CitySquare project wins Design for Change awardPosted June 20, 2014
Four ACU students living at CitySquare in Dallas teamed up with a group of fifth-graders to improve their south Dallas neighborhood and in the process helped the school win a national Design for Change award.
Design for Change is a global organization whose mission is to empower children to express their own ideas for a better world and put them into action through a project-based learning system.
The fifth-graders at Charles Rice Learning Center decided to take on the problem of “trap” houses or drug houses in their neighborhood. The project involved working with local law enforcement officers, city officials and officers of the Federal Bureau Alcohol Tobacco and Firearms to find ways to shut the “trap” houses down.

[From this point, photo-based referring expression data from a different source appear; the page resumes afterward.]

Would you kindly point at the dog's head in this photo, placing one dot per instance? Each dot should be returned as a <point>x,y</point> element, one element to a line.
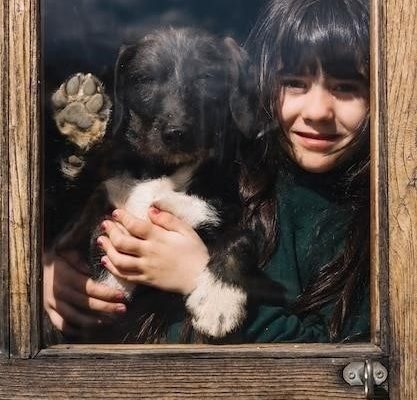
<point>182,96</point>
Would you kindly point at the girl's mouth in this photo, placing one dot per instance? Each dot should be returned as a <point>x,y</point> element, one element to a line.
<point>316,141</point>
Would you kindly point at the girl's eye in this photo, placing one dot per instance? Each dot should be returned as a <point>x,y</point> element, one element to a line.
<point>346,87</point>
<point>294,84</point>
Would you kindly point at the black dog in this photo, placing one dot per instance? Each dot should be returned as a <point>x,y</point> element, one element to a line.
<point>182,106</point>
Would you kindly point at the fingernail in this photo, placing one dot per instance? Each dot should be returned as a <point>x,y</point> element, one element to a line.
<point>103,226</point>
<point>120,297</point>
<point>121,308</point>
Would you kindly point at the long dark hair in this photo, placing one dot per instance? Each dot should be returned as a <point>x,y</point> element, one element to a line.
<point>298,37</point>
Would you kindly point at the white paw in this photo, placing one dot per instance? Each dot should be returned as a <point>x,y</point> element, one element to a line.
<point>217,309</point>
<point>116,283</point>
<point>81,110</point>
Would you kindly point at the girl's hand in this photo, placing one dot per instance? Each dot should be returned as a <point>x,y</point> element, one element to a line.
<point>164,252</point>
<point>72,300</point>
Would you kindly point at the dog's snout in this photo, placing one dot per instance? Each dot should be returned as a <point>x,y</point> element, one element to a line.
<point>174,136</point>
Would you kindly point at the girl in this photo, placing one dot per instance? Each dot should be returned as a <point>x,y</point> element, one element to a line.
<point>307,173</point>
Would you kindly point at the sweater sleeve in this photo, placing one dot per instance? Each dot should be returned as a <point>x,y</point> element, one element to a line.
<point>276,324</point>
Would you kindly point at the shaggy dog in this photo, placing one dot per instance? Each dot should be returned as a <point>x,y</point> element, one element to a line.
<point>182,106</point>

The project is one of two national winners selected to represent the United States at the 2014 Be the Change Conference. In September, five of the 26 Charles Rice students and their ACU mentors will travel to Ahmedabad, India, for the conference.

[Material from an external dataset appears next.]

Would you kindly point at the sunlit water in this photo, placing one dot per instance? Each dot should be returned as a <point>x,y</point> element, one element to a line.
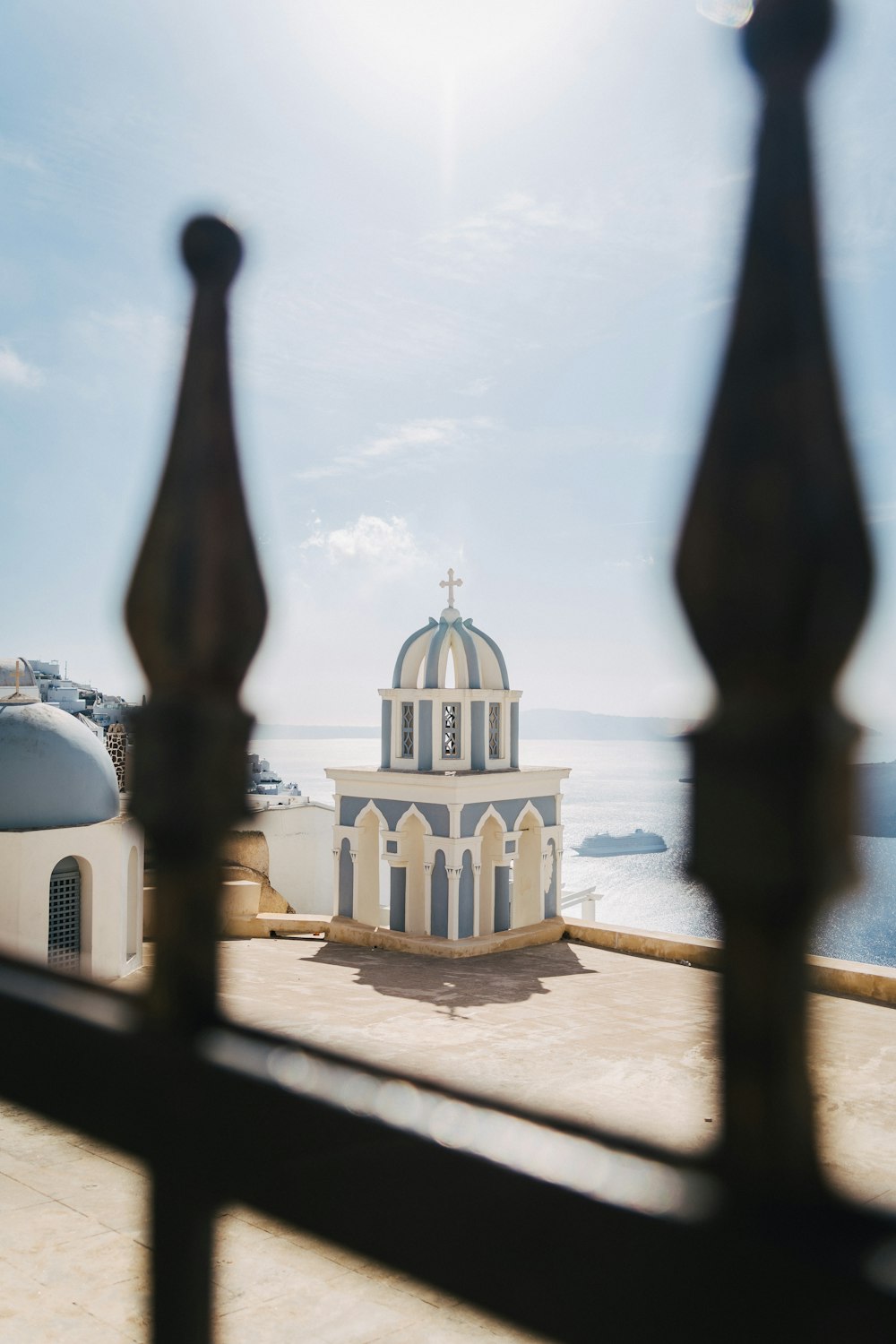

The ACU students – Bethany Richardson, Molly Clemans, Alan Songer and Nicole Ramos – are part of the university's justice and urban studies program. Students in the program spend their sophomore year living and studying at CitySquare, a nonprofit organization that aims to fight the causes of poverty in Dallas by offering food, medicine, housing and counseling to those in need.

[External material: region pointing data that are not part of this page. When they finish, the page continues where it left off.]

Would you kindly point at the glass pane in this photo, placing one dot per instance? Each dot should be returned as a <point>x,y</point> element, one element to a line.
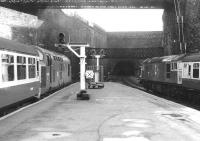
<point>195,73</point>
<point>21,72</point>
<point>7,72</point>
<point>31,70</point>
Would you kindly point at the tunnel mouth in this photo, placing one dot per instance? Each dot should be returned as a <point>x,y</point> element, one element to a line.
<point>124,68</point>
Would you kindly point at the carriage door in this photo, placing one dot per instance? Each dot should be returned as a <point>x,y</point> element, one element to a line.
<point>49,61</point>
<point>179,72</point>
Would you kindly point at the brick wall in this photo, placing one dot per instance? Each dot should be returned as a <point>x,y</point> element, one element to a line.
<point>134,39</point>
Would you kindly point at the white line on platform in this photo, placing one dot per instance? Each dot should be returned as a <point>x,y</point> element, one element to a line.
<point>23,108</point>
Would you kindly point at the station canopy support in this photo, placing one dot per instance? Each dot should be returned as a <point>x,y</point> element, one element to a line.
<point>82,95</point>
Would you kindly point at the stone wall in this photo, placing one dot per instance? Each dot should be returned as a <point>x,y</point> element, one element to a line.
<point>134,39</point>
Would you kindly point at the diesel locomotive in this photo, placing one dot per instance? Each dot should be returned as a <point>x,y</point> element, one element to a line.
<point>29,71</point>
<point>175,75</point>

In all, the ACU group worked with 218 Dallas students, including those at the Charles Rice Center, to complete 13 different projects targeted at making the neighborhoods better places to live.
“We are proud of the work being done in south Dallas,” said Dr. Michael Harbour, executive administrative director of ACU’s Honors College, which oversees the justice and urban studies team. “These elementary students have great ideas and great courage. They believe in their ability to change their own neighborhood and their own community. Their voice is being heard nationally and around the world.”
ACU’s partnership with CitySquare allows its students to work directly with Dallas residents learning skills valuable to their degrees.
“All nine of our justice and urban studies team members have had a great and transformative year in Dallas,” Harbour said.